215 lines (166 loc) · 7.43 KB

Problem: Sliding Window Median

LeetCode Problem: 480. Sliding Window Median.

Given an array of numbers and a number k, find the median of all the k sized sub-arrays (or windows) of the array.

Examples

Example 1:

Input: nums = [1, 2, -1, 3, 5], k = 2
Output: [1.5, 0.5, 1.0, 4.0]

Explanation: Lets consider all windows of size '2':
[1, 2, -1, 3, 5] -> median is 1.5
[1, 2, -1, 3, 5] -> median is 0.5
[1, 2, -1, 3, 5] -> median is 1.0
[1, 2, -1, 3, 5] -> median is 4.0

Example 2:

Input: nums = [1, 2, -1, 3, 5], k = 3
Output: [1.0, 2.0, 3.0]

Explanation: Lets consider all windows of size '3':
[1, 2, -1, 3, 5] -> median is 1.0
[1, 2, -1, 3, 5] -> median is 2.0
[1, 2, -1, 3, 5] -> median is 3.0

Solution 1

This problem follows the two heaps pattern and share similarities with Find the Median of a Number Stream problem.

The only difference is that we need to keep track of a sliding window of k numbers. This means, in each iteration, when we insert a new number in the heaps, we need to remove one number from the heaps which is going out of the sliding window. After the removal, we need to re-balance the heaps in the same way that we did while inserting.

Complexity analysis:

  • Time complexity: O(N * K)
  • Space complexity: O(N)
import heapq

# O(LogK) time
def balanceHeaps(low: List[int], high: List[int]):
    if len(low) > len(high) + 1:
        # move the largest element of the lower half to the higher half
        top = -heapq.heappop(low)
        heapq.heappush(high, top)
    elif len(high) > len(low):
        # move the smallest element of the higher half to the lower half
        top = heapq.heappop(high)
        heapq.heappush(low, -top)

# O(LogK) time
def insertNumber(low: List[int], high: List[int], num: int):
    # if the new number is smaller than or equal to the maximum of the lower half,
    # push it to the max-heap (low). Otherwise, push it to the min-heap (high).
    if len(low) == 0 or -low[0] >= num:
        heapq.heappush(low, -num)
    else:
        heapq.heappush(high, num)
    
    # balance the heaps: ensure the size difference is no more than 1
    balanceHeaps(low, high)

# O(K) time
def removeNumber(low: List[int], high: List[int], num: int):
    for i in range(len(low)):
        if -low[i] == num:
            low[len(low) - 1], low[i] = low[i], low[len(low) - 1]
            low.pop()
            heapq.heapify(low)
            break
    else:
        for i in range(len(high)):
            if high[i] == num:
                high[len(high) - 1], high[i] = high[i], high[len(high) - 1]
                high.pop()
                heapq.heapify(high)
                break
    
    # balance the heaps: ensure the size difference is no more than 1       
    balanceHeaps(low, high)

# O(1) time
def findMedian(low: List[int], high: List[int]) -> Optional[float]:
    if len(low) == 0 and len(high) == 0:
        return None
    
    # if even number of elements, median is the average of the roots of both heaps
    if len(low) == len(high):
        return (-low[0] + high[0]) / 2
    
    # if odd number of elements, median is the root of the max heap (low)
    # because max heap (low) will always have one more element than min heap (high)
    return -low[0]

def medianSlidingWindow(nums: List[int], k: int) -> List[float]:
    low = []
    high = []
    medians = []

    window_start = 0
    for window_end in range(len(nums)):
        insertNumber(low, high, nums[window_end])

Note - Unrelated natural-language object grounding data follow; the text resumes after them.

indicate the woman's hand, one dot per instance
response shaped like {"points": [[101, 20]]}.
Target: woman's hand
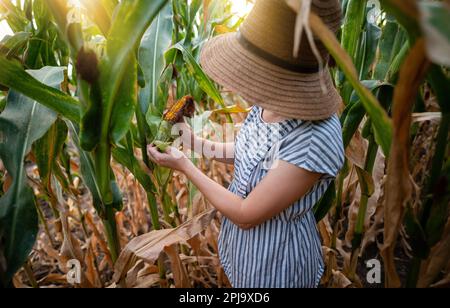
{"points": [[172, 158]]}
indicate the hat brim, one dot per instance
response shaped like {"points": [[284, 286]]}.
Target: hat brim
{"points": [[259, 82]]}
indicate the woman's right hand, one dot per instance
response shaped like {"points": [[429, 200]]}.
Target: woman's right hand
{"points": [[187, 135]]}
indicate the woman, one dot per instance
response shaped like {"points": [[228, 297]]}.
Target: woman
{"points": [[286, 155]]}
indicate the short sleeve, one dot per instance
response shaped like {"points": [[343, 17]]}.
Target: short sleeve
{"points": [[316, 147]]}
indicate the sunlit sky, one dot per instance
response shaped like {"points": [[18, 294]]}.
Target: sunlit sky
{"points": [[240, 7]]}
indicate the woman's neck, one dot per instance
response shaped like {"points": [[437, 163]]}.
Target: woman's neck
{"points": [[271, 117]]}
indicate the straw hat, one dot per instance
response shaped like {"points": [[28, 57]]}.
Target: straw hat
{"points": [[258, 62]]}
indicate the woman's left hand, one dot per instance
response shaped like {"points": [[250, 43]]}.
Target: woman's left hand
{"points": [[172, 158]]}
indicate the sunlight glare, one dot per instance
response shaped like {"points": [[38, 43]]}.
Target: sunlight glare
{"points": [[241, 7]]}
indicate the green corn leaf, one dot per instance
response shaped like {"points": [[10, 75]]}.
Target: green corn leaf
{"points": [[98, 14], [382, 124], [353, 24], [131, 20], [22, 123], [47, 150], [124, 106], [156, 41], [13, 76]]}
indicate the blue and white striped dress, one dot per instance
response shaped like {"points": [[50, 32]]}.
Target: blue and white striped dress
{"points": [[284, 252]]}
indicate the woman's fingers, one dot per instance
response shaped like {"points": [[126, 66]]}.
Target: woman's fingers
{"points": [[154, 154]]}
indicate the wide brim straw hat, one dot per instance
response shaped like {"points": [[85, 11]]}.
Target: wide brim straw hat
{"points": [[260, 65]]}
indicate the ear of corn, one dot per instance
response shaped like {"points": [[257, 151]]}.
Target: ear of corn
{"points": [[381, 72], [185, 107]]}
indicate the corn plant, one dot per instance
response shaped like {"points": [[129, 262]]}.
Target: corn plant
{"points": [[84, 89]]}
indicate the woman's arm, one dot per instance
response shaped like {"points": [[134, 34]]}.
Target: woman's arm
{"points": [[277, 191], [219, 151]]}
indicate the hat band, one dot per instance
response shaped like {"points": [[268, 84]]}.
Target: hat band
{"points": [[275, 60]]}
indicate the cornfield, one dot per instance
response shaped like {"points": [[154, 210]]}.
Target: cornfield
{"points": [[83, 89]]}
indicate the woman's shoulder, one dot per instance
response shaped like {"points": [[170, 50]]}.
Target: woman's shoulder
{"points": [[316, 146]]}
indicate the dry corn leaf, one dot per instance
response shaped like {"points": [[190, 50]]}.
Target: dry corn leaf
{"points": [[438, 260], [149, 246], [398, 175], [180, 275]]}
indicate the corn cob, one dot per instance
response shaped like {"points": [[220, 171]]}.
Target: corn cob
{"points": [[185, 107]]}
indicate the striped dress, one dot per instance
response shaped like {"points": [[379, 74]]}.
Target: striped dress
{"points": [[284, 252]]}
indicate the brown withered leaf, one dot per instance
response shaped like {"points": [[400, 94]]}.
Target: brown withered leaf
{"points": [[149, 246], [180, 275], [399, 182], [438, 260]]}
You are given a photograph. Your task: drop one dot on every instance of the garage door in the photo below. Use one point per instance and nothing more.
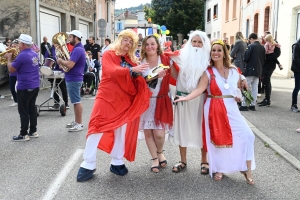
(83, 28)
(50, 25)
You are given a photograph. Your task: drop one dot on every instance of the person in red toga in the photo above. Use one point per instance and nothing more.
(121, 99)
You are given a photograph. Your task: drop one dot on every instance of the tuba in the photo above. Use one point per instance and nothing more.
(15, 52)
(60, 42)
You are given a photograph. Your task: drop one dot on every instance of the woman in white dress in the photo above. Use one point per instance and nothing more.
(229, 140)
(159, 115)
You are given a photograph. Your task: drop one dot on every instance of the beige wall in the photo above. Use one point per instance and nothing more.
(14, 18)
(230, 25)
(19, 16)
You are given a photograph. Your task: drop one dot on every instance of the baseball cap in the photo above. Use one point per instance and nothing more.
(76, 33)
(26, 39)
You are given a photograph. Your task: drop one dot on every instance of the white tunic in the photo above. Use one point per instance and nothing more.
(229, 160)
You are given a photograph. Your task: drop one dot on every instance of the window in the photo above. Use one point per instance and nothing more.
(227, 11)
(208, 15)
(216, 11)
(234, 10)
(119, 26)
(255, 23)
(266, 21)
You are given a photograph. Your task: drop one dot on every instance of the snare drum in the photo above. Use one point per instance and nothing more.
(48, 66)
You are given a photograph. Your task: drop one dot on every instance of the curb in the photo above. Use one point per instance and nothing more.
(286, 155)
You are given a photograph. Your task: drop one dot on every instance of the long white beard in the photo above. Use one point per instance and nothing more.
(193, 62)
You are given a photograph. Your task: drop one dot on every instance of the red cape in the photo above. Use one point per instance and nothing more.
(120, 99)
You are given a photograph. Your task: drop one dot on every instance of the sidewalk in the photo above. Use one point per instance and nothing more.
(276, 125)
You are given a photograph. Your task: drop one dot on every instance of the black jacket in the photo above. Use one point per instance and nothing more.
(237, 53)
(296, 57)
(254, 59)
(270, 62)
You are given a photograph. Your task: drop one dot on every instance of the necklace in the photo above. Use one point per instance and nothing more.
(226, 85)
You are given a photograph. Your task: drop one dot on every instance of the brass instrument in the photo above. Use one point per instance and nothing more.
(15, 52)
(60, 42)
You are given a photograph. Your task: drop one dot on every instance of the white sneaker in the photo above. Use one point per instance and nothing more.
(75, 128)
(73, 123)
(14, 104)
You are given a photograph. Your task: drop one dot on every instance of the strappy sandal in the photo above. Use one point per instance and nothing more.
(163, 163)
(154, 167)
(179, 167)
(217, 176)
(250, 181)
(204, 170)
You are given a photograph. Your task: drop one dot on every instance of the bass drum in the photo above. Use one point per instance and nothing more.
(48, 66)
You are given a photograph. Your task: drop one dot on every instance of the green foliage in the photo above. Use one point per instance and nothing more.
(179, 16)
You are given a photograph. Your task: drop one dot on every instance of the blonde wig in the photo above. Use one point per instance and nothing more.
(143, 48)
(226, 58)
(117, 44)
(239, 36)
(269, 38)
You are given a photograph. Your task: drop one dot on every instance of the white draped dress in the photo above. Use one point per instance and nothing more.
(229, 160)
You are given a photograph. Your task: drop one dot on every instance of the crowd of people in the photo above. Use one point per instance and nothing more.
(209, 76)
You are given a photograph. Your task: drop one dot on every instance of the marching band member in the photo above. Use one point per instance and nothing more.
(62, 82)
(26, 65)
(121, 99)
(74, 77)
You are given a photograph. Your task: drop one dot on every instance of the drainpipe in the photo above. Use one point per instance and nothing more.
(277, 9)
(37, 10)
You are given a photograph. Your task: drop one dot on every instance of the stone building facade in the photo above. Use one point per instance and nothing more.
(40, 18)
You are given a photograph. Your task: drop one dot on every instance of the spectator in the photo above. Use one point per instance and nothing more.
(296, 69)
(254, 58)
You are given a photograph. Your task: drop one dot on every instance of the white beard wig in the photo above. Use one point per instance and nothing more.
(194, 60)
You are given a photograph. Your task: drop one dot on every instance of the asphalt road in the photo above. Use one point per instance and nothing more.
(46, 167)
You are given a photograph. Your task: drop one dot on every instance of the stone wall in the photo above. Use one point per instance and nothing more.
(14, 18)
(79, 7)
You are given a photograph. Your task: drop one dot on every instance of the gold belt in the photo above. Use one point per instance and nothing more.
(220, 97)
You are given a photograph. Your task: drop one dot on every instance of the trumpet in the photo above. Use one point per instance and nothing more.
(15, 52)
(61, 50)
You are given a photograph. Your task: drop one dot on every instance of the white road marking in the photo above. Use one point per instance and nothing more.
(60, 178)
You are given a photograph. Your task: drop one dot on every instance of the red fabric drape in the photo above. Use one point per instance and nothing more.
(120, 99)
(220, 130)
(164, 109)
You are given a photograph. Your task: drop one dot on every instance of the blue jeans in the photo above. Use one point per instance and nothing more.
(12, 85)
(27, 109)
(74, 91)
(296, 89)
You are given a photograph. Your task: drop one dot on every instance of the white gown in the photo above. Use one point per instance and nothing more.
(229, 160)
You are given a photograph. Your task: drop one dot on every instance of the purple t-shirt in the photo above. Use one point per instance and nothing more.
(78, 56)
(27, 66)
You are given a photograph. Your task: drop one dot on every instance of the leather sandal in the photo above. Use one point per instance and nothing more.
(204, 170)
(163, 163)
(178, 167)
(248, 180)
(154, 167)
(218, 176)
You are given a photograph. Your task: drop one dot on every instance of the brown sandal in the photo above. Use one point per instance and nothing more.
(179, 167)
(154, 167)
(204, 170)
(218, 177)
(250, 181)
(163, 163)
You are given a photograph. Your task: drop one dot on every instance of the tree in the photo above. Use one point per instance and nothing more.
(160, 9)
(184, 16)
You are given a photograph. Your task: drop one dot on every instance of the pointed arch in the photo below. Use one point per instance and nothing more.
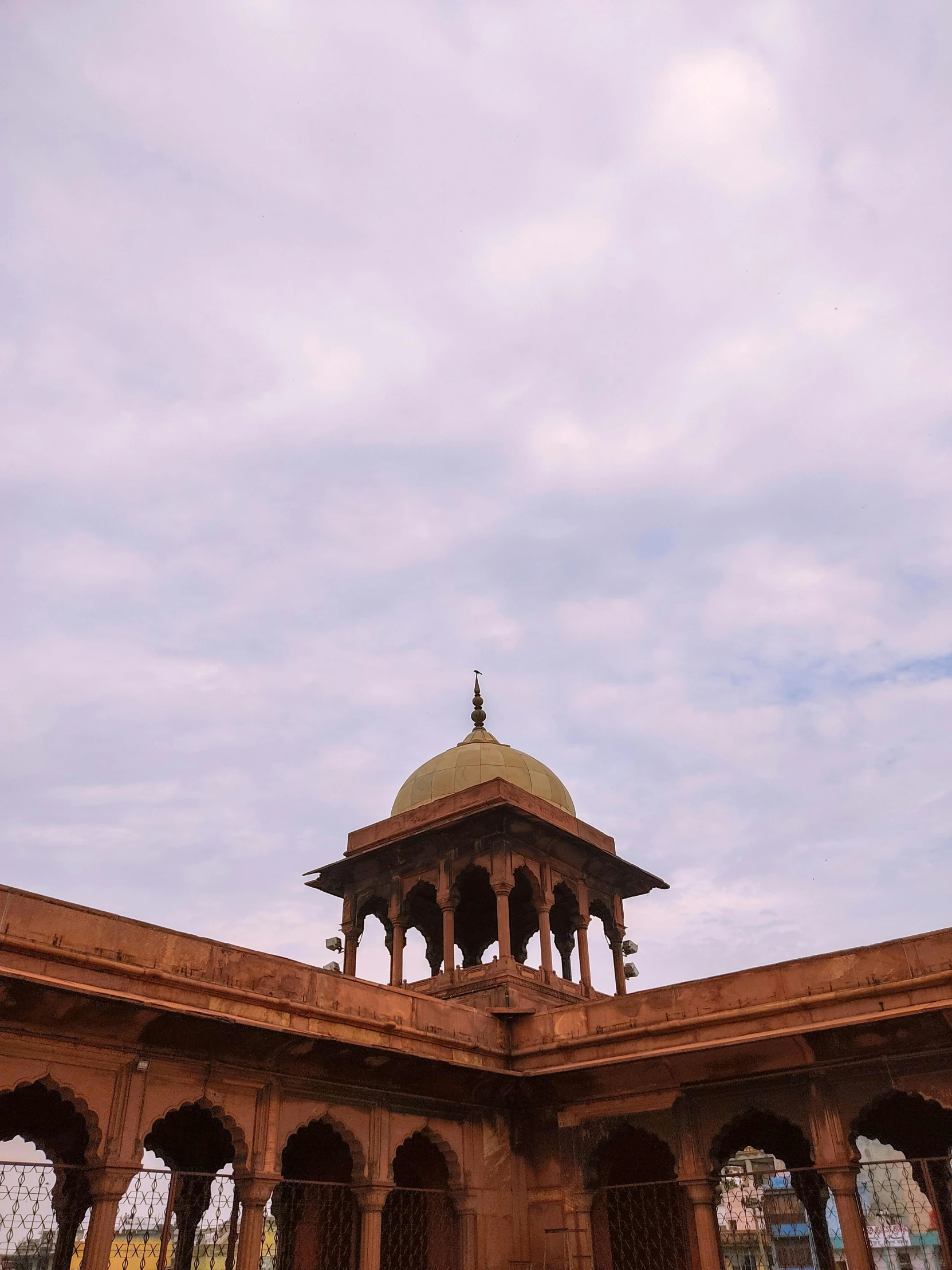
(912, 1123)
(79, 1134)
(455, 1174)
(630, 1155)
(359, 1159)
(758, 1127)
(234, 1153)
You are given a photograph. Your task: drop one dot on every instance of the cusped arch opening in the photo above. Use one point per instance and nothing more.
(910, 1123)
(756, 1130)
(51, 1119)
(475, 924)
(426, 1161)
(318, 1154)
(195, 1138)
(631, 1156)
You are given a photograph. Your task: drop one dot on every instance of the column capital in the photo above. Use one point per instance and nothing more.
(258, 1189)
(702, 1191)
(372, 1197)
(841, 1178)
(466, 1202)
(579, 1202)
(108, 1181)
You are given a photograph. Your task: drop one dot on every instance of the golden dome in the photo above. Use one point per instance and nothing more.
(480, 757)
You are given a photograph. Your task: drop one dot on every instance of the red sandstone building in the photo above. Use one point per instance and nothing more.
(491, 1115)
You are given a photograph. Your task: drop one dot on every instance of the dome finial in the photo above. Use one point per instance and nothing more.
(479, 714)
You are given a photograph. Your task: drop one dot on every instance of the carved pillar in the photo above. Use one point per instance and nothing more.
(106, 1188)
(506, 945)
(545, 940)
(469, 1232)
(852, 1224)
(449, 939)
(254, 1194)
(579, 1221)
(396, 955)
(351, 942)
(703, 1202)
(582, 934)
(72, 1202)
(619, 963)
(371, 1198)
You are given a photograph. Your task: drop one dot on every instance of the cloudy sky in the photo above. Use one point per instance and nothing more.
(601, 346)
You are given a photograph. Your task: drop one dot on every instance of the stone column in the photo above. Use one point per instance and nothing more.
(852, 1224)
(469, 1232)
(371, 1198)
(619, 963)
(579, 1222)
(584, 965)
(506, 944)
(449, 939)
(703, 1202)
(254, 1194)
(351, 942)
(106, 1186)
(545, 942)
(396, 955)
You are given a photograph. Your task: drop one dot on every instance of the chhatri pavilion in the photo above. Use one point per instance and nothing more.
(175, 1103)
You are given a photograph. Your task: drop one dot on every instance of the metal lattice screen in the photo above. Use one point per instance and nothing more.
(642, 1227)
(42, 1217)
(419, 1231)
(312, 1226)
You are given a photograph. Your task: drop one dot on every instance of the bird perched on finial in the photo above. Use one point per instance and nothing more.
(479, 714)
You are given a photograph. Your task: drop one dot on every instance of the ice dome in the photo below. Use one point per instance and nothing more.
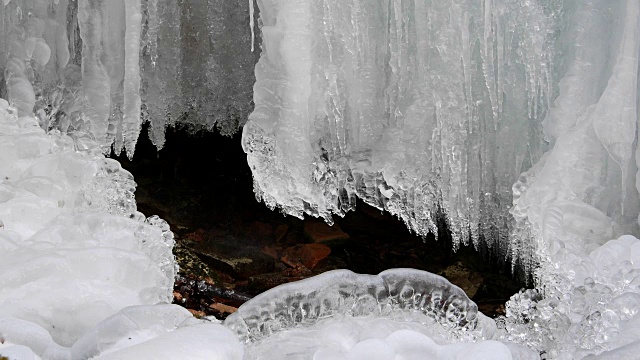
(513, 121)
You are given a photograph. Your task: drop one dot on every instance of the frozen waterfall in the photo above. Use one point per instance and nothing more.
(515, 121)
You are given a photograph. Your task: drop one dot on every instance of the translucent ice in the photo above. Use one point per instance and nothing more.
(419, 108)
(398, 314)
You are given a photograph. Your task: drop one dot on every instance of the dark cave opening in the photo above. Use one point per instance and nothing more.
(235, 247)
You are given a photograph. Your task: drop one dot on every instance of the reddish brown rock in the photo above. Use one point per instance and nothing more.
(319, 232)
(225, 309)
(197, 236)
(307, 255)
(197, 313)
(280, 232)
(260, 231)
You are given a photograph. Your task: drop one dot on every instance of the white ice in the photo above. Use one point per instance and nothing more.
(517, 119)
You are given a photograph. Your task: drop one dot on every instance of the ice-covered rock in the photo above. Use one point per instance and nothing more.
(398, 314)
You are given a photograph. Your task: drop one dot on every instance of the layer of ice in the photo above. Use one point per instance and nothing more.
(398, 314)
(81, 268)
(417, 107)
(106, 66)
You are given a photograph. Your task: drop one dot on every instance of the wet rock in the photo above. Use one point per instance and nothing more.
(280, 232)
(267, 281)
(260, 231)
(467, 280)
(222, 308)
(239, 261)
(197, 236)
(319, 232)
(307, 255)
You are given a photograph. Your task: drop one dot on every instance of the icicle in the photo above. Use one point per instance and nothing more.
(132, 103)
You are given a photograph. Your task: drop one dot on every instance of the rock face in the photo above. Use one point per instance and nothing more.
(468, 280)
(320, 232)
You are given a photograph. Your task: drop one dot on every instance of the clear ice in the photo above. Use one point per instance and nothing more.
(515, 121)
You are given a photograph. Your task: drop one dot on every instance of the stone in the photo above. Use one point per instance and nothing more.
(197, 236)
(280, 232)
(271, 251)
(222, 308)
(307, 255)
(319, 232)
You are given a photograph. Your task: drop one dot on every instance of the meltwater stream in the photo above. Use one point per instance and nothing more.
(517, 119)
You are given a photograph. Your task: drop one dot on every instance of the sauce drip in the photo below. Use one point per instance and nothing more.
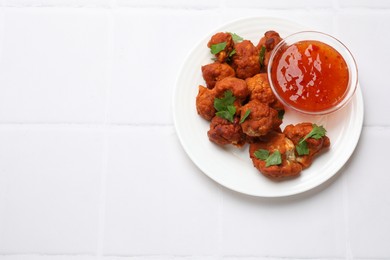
(310, 75)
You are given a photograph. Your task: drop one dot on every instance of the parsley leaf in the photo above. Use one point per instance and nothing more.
(236, 38)
(227, 100)
(245, 116)
(217, 48)
(302, 148)
(225, 106)
(270, 159)
(281, 113)
(261, 154)
(317, 132)
(262, 56)
(232, 53)
(274, 159)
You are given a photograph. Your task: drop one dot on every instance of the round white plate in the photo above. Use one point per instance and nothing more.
(232, 167)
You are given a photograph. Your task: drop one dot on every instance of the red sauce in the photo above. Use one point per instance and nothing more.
(310, 75)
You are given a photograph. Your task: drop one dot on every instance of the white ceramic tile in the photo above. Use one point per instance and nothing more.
(53, 65)
(199, 4)
(368, 182)
(158, 202)
(279, 4)
(317, 19)
(366, 4)
(308, 226)
(150, 48)
(49, 189)
(362, 32)
(55, 3)
(47, 257)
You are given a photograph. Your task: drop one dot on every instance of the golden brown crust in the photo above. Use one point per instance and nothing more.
(261, 120)
(246, 60)
(223, 132)
(205, 103)
(297, 132)
(216, 71)
(221, 37)
(276, 141)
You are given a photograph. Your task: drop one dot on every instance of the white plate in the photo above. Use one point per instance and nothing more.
(232, 167)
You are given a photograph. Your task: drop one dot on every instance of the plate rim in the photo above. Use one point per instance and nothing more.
(358, 97)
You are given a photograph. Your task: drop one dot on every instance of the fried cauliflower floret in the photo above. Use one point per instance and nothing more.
(237, 86)
(260, 89)
(261, 119)
(221, 37)
(245, 61)
(297, 132)
(273, 142)
(205, 98)
(223, 132)
(269, 41)
(205, 103)
(216, 71)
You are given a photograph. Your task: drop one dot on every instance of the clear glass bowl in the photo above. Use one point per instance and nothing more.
(339, 47)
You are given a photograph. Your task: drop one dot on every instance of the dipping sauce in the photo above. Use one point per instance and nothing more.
(310, 75)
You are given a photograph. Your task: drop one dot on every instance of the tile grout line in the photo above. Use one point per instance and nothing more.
(104, 172)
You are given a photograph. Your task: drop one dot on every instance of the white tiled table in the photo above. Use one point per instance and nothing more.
(88, 171)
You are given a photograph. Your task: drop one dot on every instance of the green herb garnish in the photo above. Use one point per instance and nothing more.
(217, 48)
(262, 56)
(317, 132)
(225, 106)
(281, 113)
(236, 38)
(261, 154)
(232, 53)
(270, 159)
(245, 116)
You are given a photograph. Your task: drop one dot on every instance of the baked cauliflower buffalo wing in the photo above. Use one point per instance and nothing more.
(226, 39)
(216, 71)
(261, 119)
(245, 61)
(277, 145)
(205, 103)
(268, 41)
(205, 98)
(296, 133)
(223, 132)
(237, 86)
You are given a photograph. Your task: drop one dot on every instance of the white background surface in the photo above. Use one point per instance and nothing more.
(90, 163)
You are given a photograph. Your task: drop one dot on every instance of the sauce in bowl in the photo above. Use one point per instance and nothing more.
(311, 76)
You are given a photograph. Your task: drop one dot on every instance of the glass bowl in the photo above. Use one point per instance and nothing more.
(295, 84)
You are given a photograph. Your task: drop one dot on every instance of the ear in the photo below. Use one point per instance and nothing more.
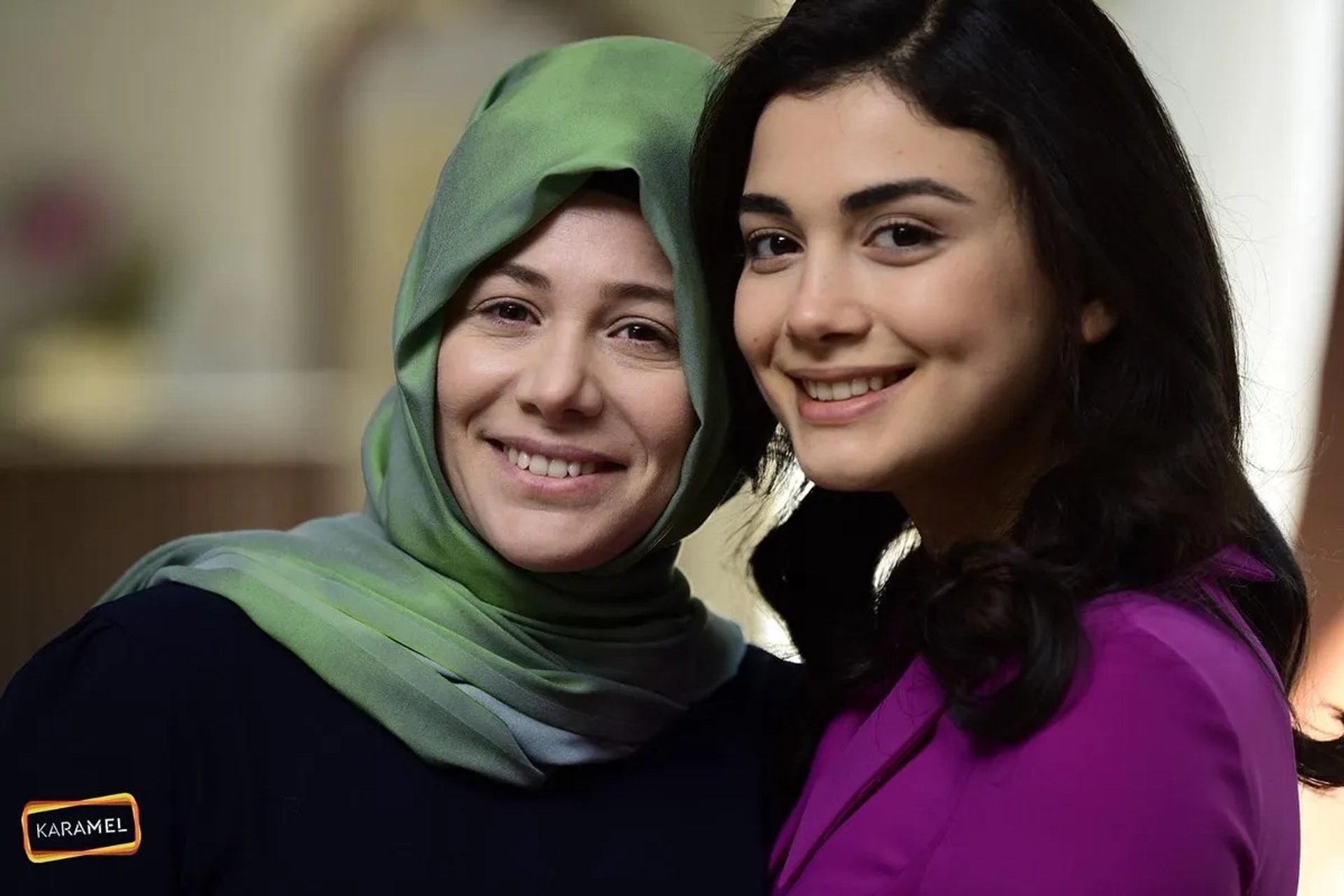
(1097, 321)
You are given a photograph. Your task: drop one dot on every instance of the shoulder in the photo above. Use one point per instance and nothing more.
(1174, 743)
(140, 649)
(1175, 653)
(1170, 697)
(766, 676)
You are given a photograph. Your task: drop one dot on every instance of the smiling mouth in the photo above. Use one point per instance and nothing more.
(555, 468)
(854, 387)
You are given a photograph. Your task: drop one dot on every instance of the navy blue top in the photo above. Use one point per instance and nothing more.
(252, 776)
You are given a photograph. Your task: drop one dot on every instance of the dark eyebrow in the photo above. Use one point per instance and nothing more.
(612, 292)
(522, 273)
(764, 204)
(870, 197)
(629, 290)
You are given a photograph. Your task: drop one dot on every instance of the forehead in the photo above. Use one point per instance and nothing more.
(860, 133)
(592, 232)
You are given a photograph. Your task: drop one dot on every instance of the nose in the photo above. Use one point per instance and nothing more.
(556, 382)
(825, 309)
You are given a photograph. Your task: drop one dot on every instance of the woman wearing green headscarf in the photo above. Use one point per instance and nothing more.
(493, 679)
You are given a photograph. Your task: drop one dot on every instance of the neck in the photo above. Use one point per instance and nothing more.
(974, 498)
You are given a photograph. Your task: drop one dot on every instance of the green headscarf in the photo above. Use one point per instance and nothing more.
(403, 609)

        if window_end >= k - 1:
            median = findMedian(low, high)
            medians.append(median)

            removeNumber(low, high, nums[window_start])
            window_start += 1
    
    return medians

Solution 2

This algorithm is an optimized version of the previous one, instead of immediately removing the outgoing element from the heap, it simply marks the element for future removal.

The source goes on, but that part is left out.